I look forward to collaborating with colleagues and to expanding my research on family relationships in such a vibrant department.

I have recently joined the Department of Social Sciences as a Lecturer in Psychology and am very excited to be part of Team UWE and the Psychological Sciences Research Group!

Iris Holzleitner

I am an experimental psychologist with a strong interest in methods and Open Science. I completed my undergrad and master’s in Biology at the University of Vienna, specializing in biological anthropology and human behaviour. In 2011, I moved to Scotland to do my PhD with Prof. Dave Perrett in the Perception Lab at the University of St Andrews. After I received my PhD in Psychology in 2015, I completed a post-doc at the University of Glasgow, where I was working on a five-year-long ERC-funded project on human kin recognition with Prof. Lisa DeBruine in the Face Research Lab.

While I have a broader interest in human behaviour and social cognition, the bulk of my work has focused on social face perception. Faces have a crucial role in social interactions—they provide a rich source of information, as well as a canvas to which traits, attitudes and behavioural tendencies are ascribed to, often with consequential real-world outcomes. I am interested in understanding how facial cues affect social interactions, and why: many judgments we make are inaccurate, but also extremely quick and showing significant consensus across observers, suggesting that there is more at play than mere idiosyncrasies. In particular, I am interested in the evolutionary, neurobiological, and socio-cultural influences that shape our preferences and underpin our responses to facial cues. I take a data-driven and functional approach in my work (“perceiving is for doing”), and my research is inherently interdisciplinary, drawing on models and methods from experimental psychology, evolutionary biology, and computer science.

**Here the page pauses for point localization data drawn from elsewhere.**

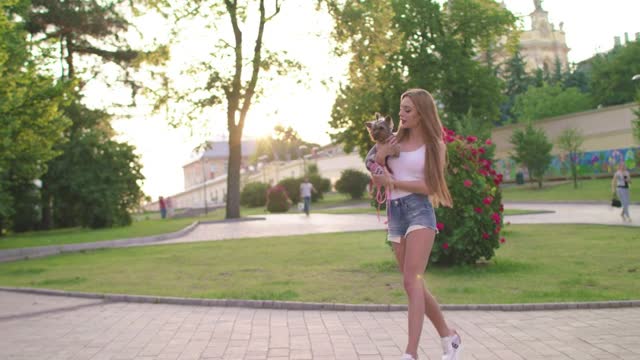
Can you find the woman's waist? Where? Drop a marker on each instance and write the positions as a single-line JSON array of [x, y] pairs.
[[401, 196]]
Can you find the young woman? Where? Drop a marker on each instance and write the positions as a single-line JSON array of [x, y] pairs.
[[417, 185], [620, 185]]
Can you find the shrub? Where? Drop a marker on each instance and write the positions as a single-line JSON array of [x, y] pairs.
[[278, 200], [254, 194], [470, 230], [352, 182]]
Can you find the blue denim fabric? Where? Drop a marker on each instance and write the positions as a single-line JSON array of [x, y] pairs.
[[409, 213]]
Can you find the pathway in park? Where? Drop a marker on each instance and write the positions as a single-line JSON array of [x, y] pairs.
[[297, 224], [52, 327]]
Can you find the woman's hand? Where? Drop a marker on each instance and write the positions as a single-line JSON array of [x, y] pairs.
[[384, 150]]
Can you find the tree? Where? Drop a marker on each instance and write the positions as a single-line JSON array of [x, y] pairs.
[[94, 32], [400, 44], [548, 101], [532, 150], [517, 82], [610, 74], [570, 143], [283, 144], [636, 122], [31, 119], [96, 181]]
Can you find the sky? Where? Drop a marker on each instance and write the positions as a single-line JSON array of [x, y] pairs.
[[304, 99]]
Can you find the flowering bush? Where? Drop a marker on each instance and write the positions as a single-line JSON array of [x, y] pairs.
[[470, 230]]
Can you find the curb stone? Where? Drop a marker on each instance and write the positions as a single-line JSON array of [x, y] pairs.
[[297, 305]]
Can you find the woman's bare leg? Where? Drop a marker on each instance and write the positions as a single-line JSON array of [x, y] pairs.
[[431, 306], [418, 245]]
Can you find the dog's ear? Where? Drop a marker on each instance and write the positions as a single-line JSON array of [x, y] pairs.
[[389, 121]]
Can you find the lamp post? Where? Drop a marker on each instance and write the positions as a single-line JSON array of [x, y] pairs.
[[263, 160], [204, 186], [301, 150], [203, 147]]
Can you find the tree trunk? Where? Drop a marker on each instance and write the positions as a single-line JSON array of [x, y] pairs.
[[233, 174]]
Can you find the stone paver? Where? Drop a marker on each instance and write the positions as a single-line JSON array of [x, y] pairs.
[[572, 213], [46, 327], [283, 225]]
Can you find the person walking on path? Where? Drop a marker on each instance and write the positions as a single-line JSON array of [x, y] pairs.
[[305, 193], [620, 185], [163, 207], [417, 185]]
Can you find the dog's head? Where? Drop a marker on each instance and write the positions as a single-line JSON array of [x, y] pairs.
[[381, 128]]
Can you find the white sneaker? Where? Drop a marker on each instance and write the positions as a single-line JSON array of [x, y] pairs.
[[451, 347]]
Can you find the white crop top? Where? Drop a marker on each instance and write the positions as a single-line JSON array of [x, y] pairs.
[[409, 166]]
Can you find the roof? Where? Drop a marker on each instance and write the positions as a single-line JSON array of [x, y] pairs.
[[220, 149]]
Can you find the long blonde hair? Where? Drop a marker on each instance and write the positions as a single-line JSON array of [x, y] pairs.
[[431, 127]]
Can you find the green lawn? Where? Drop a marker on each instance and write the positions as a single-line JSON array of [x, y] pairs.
[[539, 263], [141, 228], [597, 189]]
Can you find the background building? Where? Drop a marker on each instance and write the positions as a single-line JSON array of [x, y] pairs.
[[214, 162]]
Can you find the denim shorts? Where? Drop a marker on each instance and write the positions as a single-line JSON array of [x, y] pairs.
[[409, 213]]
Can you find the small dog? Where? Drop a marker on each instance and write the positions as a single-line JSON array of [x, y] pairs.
[[381, 131]]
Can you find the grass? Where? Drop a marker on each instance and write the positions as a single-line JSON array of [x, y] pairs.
[[594, 190], [539, 263]]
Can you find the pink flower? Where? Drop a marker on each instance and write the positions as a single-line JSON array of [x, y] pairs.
[[496, 218]]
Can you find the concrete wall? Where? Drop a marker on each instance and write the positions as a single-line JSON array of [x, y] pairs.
[[603, 129]]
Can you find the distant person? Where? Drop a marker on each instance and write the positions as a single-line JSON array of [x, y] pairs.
[[170, 207], [305, 193], [620, 185], [417, 185], [163, 207]]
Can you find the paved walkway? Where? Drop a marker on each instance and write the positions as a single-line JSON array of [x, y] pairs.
[[297, 224], [48, 327], [43, 327]]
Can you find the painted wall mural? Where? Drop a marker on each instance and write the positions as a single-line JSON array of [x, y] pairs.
[[589, 163]]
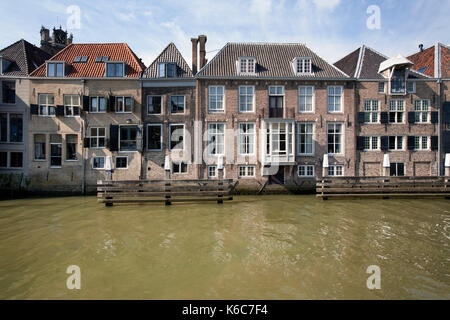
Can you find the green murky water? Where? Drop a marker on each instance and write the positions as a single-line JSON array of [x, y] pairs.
[[272, 247]]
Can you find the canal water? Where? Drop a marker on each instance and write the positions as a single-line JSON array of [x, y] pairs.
[[271, 247]]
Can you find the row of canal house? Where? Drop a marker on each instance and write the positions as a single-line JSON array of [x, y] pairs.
[[275, 113]]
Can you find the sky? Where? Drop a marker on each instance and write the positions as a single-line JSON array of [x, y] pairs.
[[332, 28]]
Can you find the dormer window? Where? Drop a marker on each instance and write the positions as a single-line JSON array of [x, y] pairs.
[[55, 69], [115, 69], [303, 66], [167, 70], [247, 65]]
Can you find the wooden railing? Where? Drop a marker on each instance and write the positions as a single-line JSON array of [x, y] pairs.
[[344, 187], [167, 191]]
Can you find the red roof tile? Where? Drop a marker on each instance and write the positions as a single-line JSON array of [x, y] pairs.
[[92, 69]]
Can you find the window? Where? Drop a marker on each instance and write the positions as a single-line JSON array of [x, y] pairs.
[[276, 101], [114, 69], [166, 70], [422, 111], [371, 111], [177, 104], [246, 138], [303, 65], [98, 163], [16, 159], [246, 171], [55, 150], [336, 171], [247, 65], [371, 143], [396, 110], [395, 143], [335, 98], [334, 138], [128, 138], [154, 104], [216, 138], [121, 162], [306, 99], [9, 92], [46, 105], [305, 139], [216, 99], [421, 143], [305, 171], [154, 137], [411, 87], [124, 104], [72, 105], [39, 147], [98, 104], [246, 98], [179, 167], [397, 169], [71, 147], [398, 82], [55, 69], [176, 136], [98, 138]]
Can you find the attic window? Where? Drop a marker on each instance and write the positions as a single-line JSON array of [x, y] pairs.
[[247, 65], [303, 66], [166, 70]]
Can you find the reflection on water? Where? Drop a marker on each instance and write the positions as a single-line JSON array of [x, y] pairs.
[[272, 247]]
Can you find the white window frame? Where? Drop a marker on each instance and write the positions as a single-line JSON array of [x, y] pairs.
[[303, 96], [216, 95], [251, 138], [160, 125], [170, 136], [306, 167], [245, 96], [246, 171], [215, 133], [334, 95], [312, 134]]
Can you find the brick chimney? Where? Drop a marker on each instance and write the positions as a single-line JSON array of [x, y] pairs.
[[202, 39], [194, 55]]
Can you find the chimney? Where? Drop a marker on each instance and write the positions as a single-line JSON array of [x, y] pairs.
[[202, 39], [194, 55]]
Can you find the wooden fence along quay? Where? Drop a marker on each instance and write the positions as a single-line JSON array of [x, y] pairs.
[[382, 187], [166, 191]]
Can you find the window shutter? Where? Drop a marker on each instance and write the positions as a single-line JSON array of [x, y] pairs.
[[113, 137], [360, 143], [112, 103], [410, 142], [34, 109], [361, 117], [86, 103], [411, 117], [434, 117], [86, 143], [384, 117], [60, 111], [384, 143], [434, 143]]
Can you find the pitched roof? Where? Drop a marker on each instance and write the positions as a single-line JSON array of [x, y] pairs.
[[169, 54], [25, 58], [433, 61], [273, 60], [363, 63], [90, 68]]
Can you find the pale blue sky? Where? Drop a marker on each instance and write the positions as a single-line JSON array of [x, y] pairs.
[[332, 28]]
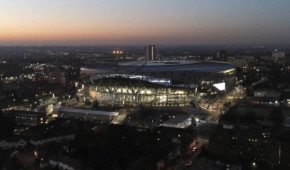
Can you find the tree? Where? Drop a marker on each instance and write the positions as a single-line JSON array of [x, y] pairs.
[[276, 116]]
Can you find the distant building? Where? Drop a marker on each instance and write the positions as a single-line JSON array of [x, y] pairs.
[[57, 76], [150, 52], [26, 117], [13, 142], [178, 122], [278, 56], [65, 163], [222, 55]]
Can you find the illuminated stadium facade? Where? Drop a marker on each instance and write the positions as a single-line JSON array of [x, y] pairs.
[[155, 83]]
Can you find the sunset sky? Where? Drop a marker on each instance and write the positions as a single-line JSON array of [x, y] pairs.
[[137, 22]]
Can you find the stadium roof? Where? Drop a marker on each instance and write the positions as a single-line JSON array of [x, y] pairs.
[[164, 66]]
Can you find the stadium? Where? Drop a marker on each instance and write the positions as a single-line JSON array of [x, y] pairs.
[[155, 83]]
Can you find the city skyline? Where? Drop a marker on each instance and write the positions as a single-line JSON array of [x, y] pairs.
[[144, 22]]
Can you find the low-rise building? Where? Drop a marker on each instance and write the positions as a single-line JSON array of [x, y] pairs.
[[28, 118]]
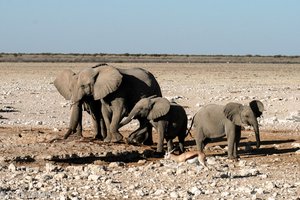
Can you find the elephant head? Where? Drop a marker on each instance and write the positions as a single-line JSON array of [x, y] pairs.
[[65, 83], [240, 114], [97, 82], [150, 108]]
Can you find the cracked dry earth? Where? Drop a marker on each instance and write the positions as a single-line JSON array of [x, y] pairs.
[[33, 113]]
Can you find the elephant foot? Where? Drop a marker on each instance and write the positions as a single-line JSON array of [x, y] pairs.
[[99, 137], [117, 138], [233, 158], [158, 154], [107, 139]]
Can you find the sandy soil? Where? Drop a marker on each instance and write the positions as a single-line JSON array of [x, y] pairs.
[[32, 113]]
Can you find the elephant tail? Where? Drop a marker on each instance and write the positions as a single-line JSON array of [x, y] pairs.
[[189, 130]]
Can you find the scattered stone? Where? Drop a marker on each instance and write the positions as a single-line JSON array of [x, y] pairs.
[[11, 167]]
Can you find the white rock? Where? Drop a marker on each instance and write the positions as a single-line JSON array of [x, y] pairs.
[[11, 167], [93, 177], [211, 160], [159, 192], [195, 191], [60, 176], [296, 145], [174, 195]]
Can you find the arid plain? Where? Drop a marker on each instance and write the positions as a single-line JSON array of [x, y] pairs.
[[33, 113]]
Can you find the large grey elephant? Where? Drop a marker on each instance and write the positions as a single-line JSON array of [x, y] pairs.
[[169, 120], [215, 121], [65, 83], [118, 90]]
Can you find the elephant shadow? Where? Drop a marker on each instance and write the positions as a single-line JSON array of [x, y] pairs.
[[7, 109], [268, 147], [271, 148], [122, 157]]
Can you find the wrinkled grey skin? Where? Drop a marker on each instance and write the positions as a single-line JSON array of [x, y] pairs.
[[118, 90], [215, 121], [65, 83], [169, 120]]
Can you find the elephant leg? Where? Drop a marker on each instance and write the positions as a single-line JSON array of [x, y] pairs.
[[79, 128], [170, 145], [143, 135], [103, 128], [231, 143], [106, 120], [161, 127], [114, 126], [148, 136], [199, 139], [75, 120], [181, 144], [237, 140]]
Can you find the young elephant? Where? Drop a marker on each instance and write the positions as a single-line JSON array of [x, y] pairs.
[[215, 121], [169, 119]]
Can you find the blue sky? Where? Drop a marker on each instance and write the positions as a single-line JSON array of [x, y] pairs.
[[257, 27]]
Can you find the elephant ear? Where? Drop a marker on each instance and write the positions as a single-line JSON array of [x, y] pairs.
[[257, 107], [108, 80], [232, 112], [64, 83], [160, 107]]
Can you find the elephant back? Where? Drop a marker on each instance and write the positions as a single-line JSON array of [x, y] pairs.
[[139, 83]]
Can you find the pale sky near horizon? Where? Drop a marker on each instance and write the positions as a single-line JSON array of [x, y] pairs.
[[232, 27]]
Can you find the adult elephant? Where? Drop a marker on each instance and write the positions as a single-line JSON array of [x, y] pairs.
[[119, 90], [215, 121], [168, 118], [65, 83]]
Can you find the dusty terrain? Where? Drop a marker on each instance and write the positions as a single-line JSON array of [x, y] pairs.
[[33, 113]]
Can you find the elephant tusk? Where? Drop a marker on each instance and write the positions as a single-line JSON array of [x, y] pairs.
[[72, 104]]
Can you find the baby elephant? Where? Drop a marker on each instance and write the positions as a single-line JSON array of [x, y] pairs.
[[215, 121], [169, 119]]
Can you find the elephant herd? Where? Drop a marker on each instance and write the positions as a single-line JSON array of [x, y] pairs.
[[114, 96]]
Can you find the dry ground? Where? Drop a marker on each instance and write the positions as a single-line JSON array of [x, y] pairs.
[[32, 113]]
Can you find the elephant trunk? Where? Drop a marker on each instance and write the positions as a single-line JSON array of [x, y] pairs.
[[131, 115], [76, 116], [256, 130]]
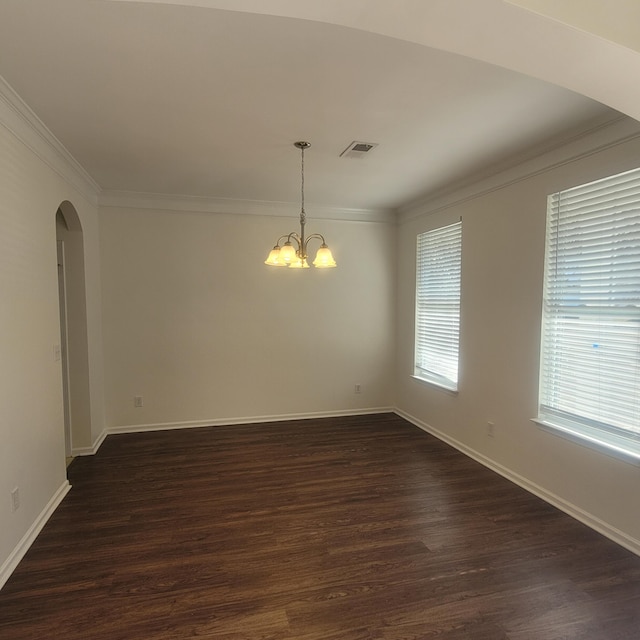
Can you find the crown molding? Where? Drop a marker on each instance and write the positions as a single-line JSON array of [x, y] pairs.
[[600, 136], [199, 204], [23, 123]]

Oosterhof and Todorov’s prominent model of face perception suggests faces are evaluated along two main dimensions that have an adaptive origin—dominance, and trustworthiness. My PhD work investigated facial cues to body physique and their relation to perceptions of dominance and attractiveness, while my post-doctoral work has explored the role of kinship cues in perceptions of trustworthiness and attractiveness. Here at UWE, I plan to continue to draw on a functional framework to investigate social perception, focusing on questions around face preferences and impression formation, and how these are affected by individual differences, environmental pressures (such as scarcity) as well as perceptual biases and stereotypes.